Os vagalumes vicejavam por entre
as roseiras gotejantes, e os beija-flores abanavam suas asas um sem-número de
vezes naquela explosão de cor e pólen, encontrando alimento e existência na
energia que os rodeava. O ar era perfumado e calmo, como o tempo que parece
congelado num sonho esquecido, onde as feições parecem borradas e as ações
fugidias, quando velhos conhecidos do passado retornam, bafejando palavras
sussurrantes, ininteligíveis.
Montanhas altas, de ferro e pico
nevado, circundavam aquele lugar atemporal, no qual as leis naturais não faziam
prisioneiros e onde a regra da morte encontrava sua exceção. A sempre-viva Mãe
distribuía seus grãos entre seus muitos filhos e esperava que eles crescessem e
se multiplicassem, numa sucessão infindável de reprodução.
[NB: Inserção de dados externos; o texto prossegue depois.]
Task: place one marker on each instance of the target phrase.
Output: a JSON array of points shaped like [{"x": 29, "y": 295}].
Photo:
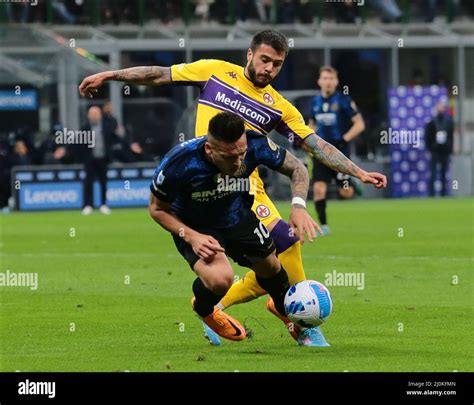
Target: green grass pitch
[{"x": 114, "y": 295}]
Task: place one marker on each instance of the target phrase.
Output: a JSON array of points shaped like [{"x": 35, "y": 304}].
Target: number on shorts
[{"x": 262, "y": 232}]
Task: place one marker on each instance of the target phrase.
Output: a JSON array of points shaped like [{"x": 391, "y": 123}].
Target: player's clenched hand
[
  {"x": 377, "y": 179},
  {"x": 302, "y": 223},
  {"x": 205, "y": 246},
  {"x": 90, "y": 84}
]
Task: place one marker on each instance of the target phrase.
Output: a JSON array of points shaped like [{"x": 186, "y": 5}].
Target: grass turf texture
[{"x": 148, "y": 325}]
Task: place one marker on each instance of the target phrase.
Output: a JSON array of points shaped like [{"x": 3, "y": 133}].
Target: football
[{"x": 308, "y": 303}]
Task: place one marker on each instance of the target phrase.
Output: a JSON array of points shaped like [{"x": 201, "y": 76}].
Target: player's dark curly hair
[
  {"x": 270, "y": 37},
  {"x": 226, "y": 127}
]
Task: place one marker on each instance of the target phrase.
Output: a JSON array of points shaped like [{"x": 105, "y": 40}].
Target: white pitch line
[{"x": 305, "y": 256}]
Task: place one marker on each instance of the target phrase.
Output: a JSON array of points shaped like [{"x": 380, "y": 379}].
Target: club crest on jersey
[
  {"x": 241, "y": 170},
  {"x": 160, "y": 179},
  {"x": 273, "y": 145},
  {"x": 263, "y": 211},
  {"x": 268, "y": 99}
]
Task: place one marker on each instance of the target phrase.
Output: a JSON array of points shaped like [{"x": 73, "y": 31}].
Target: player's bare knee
[
  {"x": 220, "y": 285},
  {"x": 267, "y": 267}
]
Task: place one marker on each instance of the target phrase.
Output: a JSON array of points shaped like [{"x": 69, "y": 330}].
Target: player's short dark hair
[
  {"x": 226, "y": 127},
  {"x": 270, "y": 37}
]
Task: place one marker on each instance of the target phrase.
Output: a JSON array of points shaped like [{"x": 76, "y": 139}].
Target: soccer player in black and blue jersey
[
  {"x": 337, "y": 120},
  {"x": 200, "y": 195}
]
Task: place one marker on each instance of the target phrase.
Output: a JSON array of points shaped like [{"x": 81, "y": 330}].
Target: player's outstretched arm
[
  {"x": 147, "y": 75},
  {"x": 336, "y": 160},
  {"x": 300, "y": 220}
]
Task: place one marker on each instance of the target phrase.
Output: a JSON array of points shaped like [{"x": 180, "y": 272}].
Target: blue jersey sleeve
[
  {"x": 162, "y": 185},
  {"x": 348, "y": 107},
  {"x": 268, "y": 153}
]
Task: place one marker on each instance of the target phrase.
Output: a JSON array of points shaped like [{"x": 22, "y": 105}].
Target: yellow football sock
[{"x": 247, "y": 288}]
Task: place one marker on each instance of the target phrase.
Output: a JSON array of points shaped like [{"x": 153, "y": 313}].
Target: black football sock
[
  {"x": 321, "y": 210},
  {"x": 276, "y": 286},
  {"x": 205, "y": 299}
]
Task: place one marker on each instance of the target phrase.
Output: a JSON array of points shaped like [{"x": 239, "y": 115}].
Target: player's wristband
[{"x": 299, "y": 201}]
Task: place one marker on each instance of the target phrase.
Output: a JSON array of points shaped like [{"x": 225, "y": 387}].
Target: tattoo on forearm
[
  {"x": 144, "y": 75},
  {"x": 297, "y": 172},
  {"x": 330, "y": 155}
]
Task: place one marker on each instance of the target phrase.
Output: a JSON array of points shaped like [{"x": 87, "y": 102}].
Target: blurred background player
[
  {"x": 439, "y": 135},
  {"x": 247, "y": 92},
  {"x": 209, "y": 221},
  {"x": 335, "y": 119}
]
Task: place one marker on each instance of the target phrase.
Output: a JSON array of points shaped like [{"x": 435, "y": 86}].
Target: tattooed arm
[
  {"x": 300, "y": 220},
  {"x": 150, "y": 75},
  {"x": 336, "y": 160}
]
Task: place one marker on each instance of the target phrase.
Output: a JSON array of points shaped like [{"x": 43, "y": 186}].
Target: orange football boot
[
  {"x": 223, "y": 324},
  {"x": 293, "y": 329}
]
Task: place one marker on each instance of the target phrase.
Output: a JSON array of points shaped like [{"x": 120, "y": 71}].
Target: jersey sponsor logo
[
  {"x": 268, "y": 99},
  {"x": 224, "y": 97},
  {"x": 160, "y": 179},
  {"x": 246, "y": 109},
  {"x": 262, "y": 211}
]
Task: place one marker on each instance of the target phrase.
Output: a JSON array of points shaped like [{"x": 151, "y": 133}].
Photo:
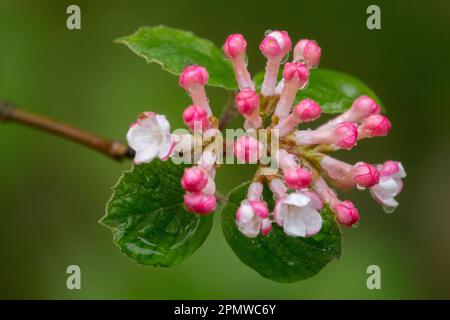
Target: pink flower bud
[
  {"x": 375, "y": 126},
  {"x": 365, "y": 106},
  {"x": 274, "y": 47},
  {"x": 295, "y": 77},
  {"x": 260, "y": 208},
  {"x": 308, "y": 110},
  {"x": 365, "y": 175},
  {"x": 389, "y": 168},
  {"x": 266, "y": 226},
  {"x": 247, "y": 101},
  {"x": 308, "y": 51},
  {"x": 343, "y": 136},
  {"x": 194, "y": 179},
  {"x": 193, "y": 80},
  {"x": 346, "y": 213},
  {"x": 247, "y": 149},
  {"x": 362, "y": 107},
  {"x": 200, "y": 203},
  {"x": 298, "y": 178},
  {"x": 235, "y": 46},
  {"x": 196, "y": 117},
  {"x": 276, "y": 44},
  {"x": 193, "y": 75},
  {"x": 278, "y": 188},
  {"x": 255, "y": 191},
  {"x": 296, "y": 71},
  {"x": 347, "y": 135}
]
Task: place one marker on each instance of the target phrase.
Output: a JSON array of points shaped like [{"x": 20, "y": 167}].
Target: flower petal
[
  {"x": 312, "y": 220},
  {"x": 297, "y": 199},
  {"x": 293, "y": 223},
  {"x": 146, "y": 155}
]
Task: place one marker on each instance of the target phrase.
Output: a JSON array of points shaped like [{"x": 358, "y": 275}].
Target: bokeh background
[{"x": 53, "y": 192}]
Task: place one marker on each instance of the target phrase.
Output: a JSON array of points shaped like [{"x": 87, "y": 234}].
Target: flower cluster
[{"x": 307, "y": 175}]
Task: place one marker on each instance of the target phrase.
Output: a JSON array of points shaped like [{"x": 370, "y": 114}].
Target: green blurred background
[{"x": 53, "y": 192}]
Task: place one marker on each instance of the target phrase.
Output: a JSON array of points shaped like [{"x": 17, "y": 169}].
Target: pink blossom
[{"x": 309, "y": 52}]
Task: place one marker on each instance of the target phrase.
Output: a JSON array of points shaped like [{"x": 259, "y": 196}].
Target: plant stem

Plantas. Animais. Humanos. Elfos.
E seres naturais. Ali, todos encontravam um último-primeiro lugar de paz.
O reino mítico. O jardim
encantado. O paraíso desvelado.
Aquele era o lugar no qual todos
se sentiam em casa. Pura
e genuinamente. E onde encontravam a parte de si pela qual haviam passado suas
vidas mortais inteiras procurando. O eu.
Safira, diamante, esmeralda e
ônix; de toda sorte de pedras preciosas os muitos caminhos que levavam àquele recôndito
eram cobertos. E era a partir do encanto pelo brilho que os filhos de todas as
eras se deslumbravam, e, cansados, começavam a trilhar a rota que as levaria rumo
ao seu primeiro encontro. Seu derradeiro altar e sacrifício: para entrar no
jardim, porém, era necessário que se deixasse tudo para trás, toda sua vida
pregressa, suas conquistas, seus valores, para finalmente, despido, encontrar o
Lugar Sacro, a Nascente Inextinguível, os Portões do Lar.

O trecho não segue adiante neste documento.